The correct answer and explanation is :
To determine the response time within which the fire department responds to 99% of fires, we need to find the 99th percentile of the normal distribution characterized by a mean (μ) of 22 minutes and a standard deviation (σ) of 11.9 minutes.
Understanding Percentiles in a Normal Distribution:
In a normal distribution, percentiles indicate the value below which a certain percentage of observations fall. The 99th percentile represents the value below which 99% of the data points lie, meaning only 1% of the data exceeds this value.
Calculating the 99th Percentile:
The formula to calculate a specific percentile (P) in a normal distribution is:
[ P = \mu + (Z \times \sigma) ]
Where:
- ( \mu ) is the mean.
- ( \sigma ) is the standard deviation.
- ( Z ) is the z-score corresponding to the desired percentile.
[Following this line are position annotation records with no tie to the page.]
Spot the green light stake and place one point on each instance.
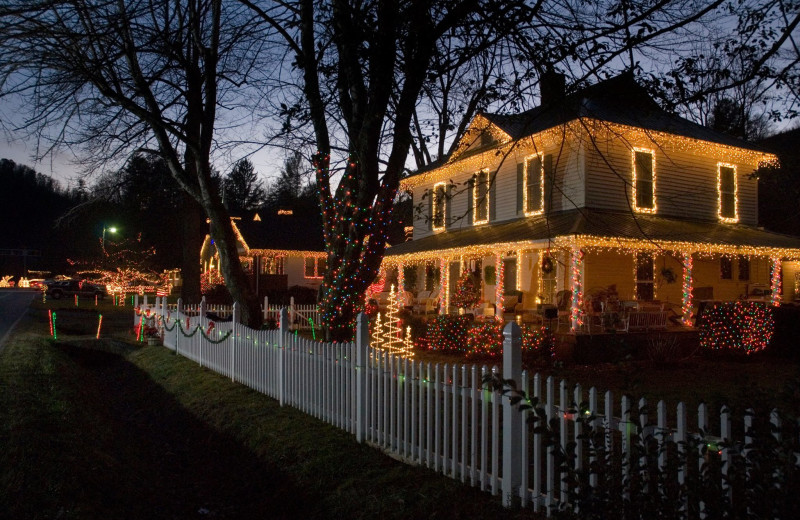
(141, 329)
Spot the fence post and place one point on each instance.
(362, 357)
(234, 326)
(282, 337)
(512, 428)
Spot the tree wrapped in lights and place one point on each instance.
(741, 326)
(467, 292)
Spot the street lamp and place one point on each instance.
(111, 229)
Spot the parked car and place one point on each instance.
(61, 288)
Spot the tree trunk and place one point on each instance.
(193, 233)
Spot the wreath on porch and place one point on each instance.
(547, 264)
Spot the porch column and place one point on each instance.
(444, 289)
(775, 282)
(576, 286)
(688, 284)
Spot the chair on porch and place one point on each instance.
(564, 306)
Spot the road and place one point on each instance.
(13, 304)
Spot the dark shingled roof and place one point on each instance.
(298, 232)
(600, 224)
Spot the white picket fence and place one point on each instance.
(443, 417)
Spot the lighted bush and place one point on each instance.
(738, 326)
(458, 334)
(446, 333)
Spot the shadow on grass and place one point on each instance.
(120, 446)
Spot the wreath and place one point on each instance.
(547, 264)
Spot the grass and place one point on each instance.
(112, 429)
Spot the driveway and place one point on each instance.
(13, 305)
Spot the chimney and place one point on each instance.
(552, 86)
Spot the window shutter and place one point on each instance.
(493, 197)
(549, 181)
(448, 203)
(430, 209)
(470, 202)
(520, 186)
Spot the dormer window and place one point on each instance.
(439, 206)
(480, 197)
(644, 180)
(726, 188)
(534, 185)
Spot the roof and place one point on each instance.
(620, 226)
(299, 231)
(620, 100)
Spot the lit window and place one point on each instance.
(645, 279)
(314, 266)
(534, 185)
(644, 180)
(480, 197)
(726, 186)
(725, 268)
(439, 201)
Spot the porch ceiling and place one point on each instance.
(612, 226)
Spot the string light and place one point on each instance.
(743, 326)
(583, 129)
(686, 290)
(576, 285)
(721, 194)
(526, 178)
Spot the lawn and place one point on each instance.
(112, 429)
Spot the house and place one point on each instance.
(279, 250)
(592, 196)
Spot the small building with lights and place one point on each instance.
(279, 250)
(594, 195)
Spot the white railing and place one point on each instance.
(445, 418)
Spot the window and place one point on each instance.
(645, 270)
(439, 202)
(725, 268)
(315, 266)
(534, 185)
(480, 197)
(644, 180)
(509, 275)
(726, 185)
(744, 268)
(272, 265)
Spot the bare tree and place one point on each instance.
(112, 76)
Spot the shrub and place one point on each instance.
(745, 327)
(447, 333)
(486, 340)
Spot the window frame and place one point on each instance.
(476, 201)
(437, 214)
(635, 175)
(526, 187)
(734, 194)
(637, 281)
(318, 270)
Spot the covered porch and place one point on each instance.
(595, 280)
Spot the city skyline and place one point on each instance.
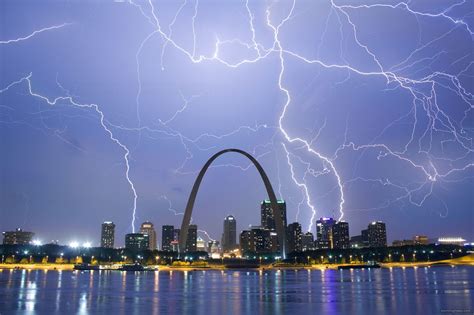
(305, 117)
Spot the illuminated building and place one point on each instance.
(324, 236)
(17, 237)
(293, 238)
(451, 241)
(267, 219)
(137, 241)
(377, 234)
(257, 240)
(340, 235)
(229, 236)
(307, 241)
(266, 214)
(246, 243)
(200, 244)
(420, 240)
(107, 237)
(147, 228)
(213, 247)
(398, 243)
(191, 241)
(167, 236)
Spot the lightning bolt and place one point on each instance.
(96, 108)
(416, 153)
(33, 34)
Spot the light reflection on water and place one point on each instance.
(377, 291)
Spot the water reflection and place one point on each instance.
(375, 291)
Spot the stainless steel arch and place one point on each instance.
(280, 229)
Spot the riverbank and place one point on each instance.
(467, 260)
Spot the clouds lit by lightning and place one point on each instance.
(438, 149)
(33, 34)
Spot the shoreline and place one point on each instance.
(70, 267)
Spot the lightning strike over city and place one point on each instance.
(360, 111)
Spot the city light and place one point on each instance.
(36, 242)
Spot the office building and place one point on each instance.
(245, 242)
(167, 236)
(256, 240)
(420, 240)
(17, 237)
(340, 235)
(191, 241)
(307, 241)
(200, 245)
(107, 237)
(213, 247)
(451, 241)
(147, 228)
(267, 220)
(229, 236)
(137, 241)
(399, 243)
(377, 234)
(294, 237)
(357, 242)
(324, 235)
(267, 217)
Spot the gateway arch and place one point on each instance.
(280, 229)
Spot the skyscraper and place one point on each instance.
(293, 239)
(17, 237)
(147, 228)
(267, 219)
(340, 235)
(246, 243)
(377, 234)
(191, 242)
(107, 237)
(136, 241)
(307, 241)
(229, 236)
(167, 236)
(267, 216)
(256, 240)
(201, 245)
(324, 233)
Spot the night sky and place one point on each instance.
(354, 110)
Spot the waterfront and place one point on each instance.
(432, 290)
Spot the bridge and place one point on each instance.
(280, 229)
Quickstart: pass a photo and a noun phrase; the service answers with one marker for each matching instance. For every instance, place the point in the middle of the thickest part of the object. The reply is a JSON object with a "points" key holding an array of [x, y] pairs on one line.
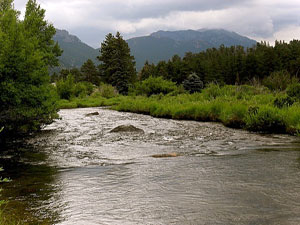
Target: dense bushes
{"points": [[153, 86], [247, 107], [279, 80], [67, 88], [294, 90]]}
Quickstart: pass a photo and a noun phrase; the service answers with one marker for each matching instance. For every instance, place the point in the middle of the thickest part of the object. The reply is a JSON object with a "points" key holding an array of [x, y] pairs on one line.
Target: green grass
{"points": [[246, 107]]}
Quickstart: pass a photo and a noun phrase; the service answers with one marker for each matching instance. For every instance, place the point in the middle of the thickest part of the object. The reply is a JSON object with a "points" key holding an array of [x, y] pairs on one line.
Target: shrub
{"points": [[66, 88], [155, 85], [265, 119], [279, 80], [193, 83], [283, 101], [83, 89], [107, 91], [293, 90]]}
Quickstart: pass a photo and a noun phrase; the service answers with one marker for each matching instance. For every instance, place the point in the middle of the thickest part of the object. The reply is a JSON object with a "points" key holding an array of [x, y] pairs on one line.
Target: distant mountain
{"points": [[75, 51], [162, 45]]}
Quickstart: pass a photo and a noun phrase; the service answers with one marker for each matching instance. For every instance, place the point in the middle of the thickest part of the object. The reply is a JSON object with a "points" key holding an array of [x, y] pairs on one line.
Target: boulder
{"points": [[126, 128], [167, 155]]}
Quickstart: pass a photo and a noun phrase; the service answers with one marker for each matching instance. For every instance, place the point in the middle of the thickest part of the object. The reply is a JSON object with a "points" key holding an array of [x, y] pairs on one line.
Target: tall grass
{"points": [[244, 107], [247, 107]]}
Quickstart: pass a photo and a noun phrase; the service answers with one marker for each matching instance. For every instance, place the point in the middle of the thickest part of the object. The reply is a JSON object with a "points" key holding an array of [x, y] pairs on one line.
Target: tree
{"points": [[27, 99], [90, 73], [193, 83], [118, 66]]}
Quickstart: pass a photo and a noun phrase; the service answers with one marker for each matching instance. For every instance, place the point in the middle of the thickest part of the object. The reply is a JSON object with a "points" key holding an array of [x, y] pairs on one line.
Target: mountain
{"points": [[75, 51], [162, 45]]}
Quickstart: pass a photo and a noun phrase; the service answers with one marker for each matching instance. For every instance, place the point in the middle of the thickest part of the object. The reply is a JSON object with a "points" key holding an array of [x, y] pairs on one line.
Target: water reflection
{"points": [[77, 172], [33, 193]]}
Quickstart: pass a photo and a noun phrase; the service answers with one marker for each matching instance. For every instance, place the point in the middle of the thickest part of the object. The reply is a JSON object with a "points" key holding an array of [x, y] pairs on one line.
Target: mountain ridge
{"points": [[159, 45]]}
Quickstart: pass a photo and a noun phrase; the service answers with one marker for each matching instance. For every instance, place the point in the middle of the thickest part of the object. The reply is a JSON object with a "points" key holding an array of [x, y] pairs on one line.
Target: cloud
{"points": [[91, 20]]}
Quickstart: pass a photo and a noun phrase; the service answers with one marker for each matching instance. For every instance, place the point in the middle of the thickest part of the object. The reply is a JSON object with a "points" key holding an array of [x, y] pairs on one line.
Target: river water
{"points": [[77, 172]]}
For the 99th percentile, the z-score (Z) is approximately 2.3263.
Plugging in the values:
[ P_{99} = 22 + (2.3263 \times 11.9) ]
Calculating the product:
[ 2.3263 \times 11.9 \approx 27.68297 ]
Adding the mean:
[ 22 + 27.68297 \approx 49.68297 ]
Rounding to the nearest whole minute:
[ P_{99} \approx 50 \text{ minutes} ]
Interpretation:
This calculation indicates that 99% of the time, the fire department responds to fires within approximately 50 minutes. Conversely, there’s a 1% chance that their response time will exceed 50 minutes.
Visual Representation:
To visualize this, consider a bell-shaped curve representing the normal distribution of response times. The mean (22 minutes) is at the center. The area under the curve to the left of the 99th percentile (approximately 50 minutes) encompasses 99% of all response times. This area represents the proportion of responses that occur within this time frame.
Practical Implications:
Understanding this percentile is crucial for emergency response planning. It helps in setting realistic expectations and benchmarks for performance. If the goal is to respond to 99% of fires within a certain time, resources and strategies can be aligned to achieve this target.
Conclusion:
By leveraging the properties of the normal distribution and using the mean and standard deviation of the fire department’s response times, we’ve determined that they respond to 99% of fires within approximately 50 minutes. This statistical insight aids in performance evaluation and strategic planning for emergency services.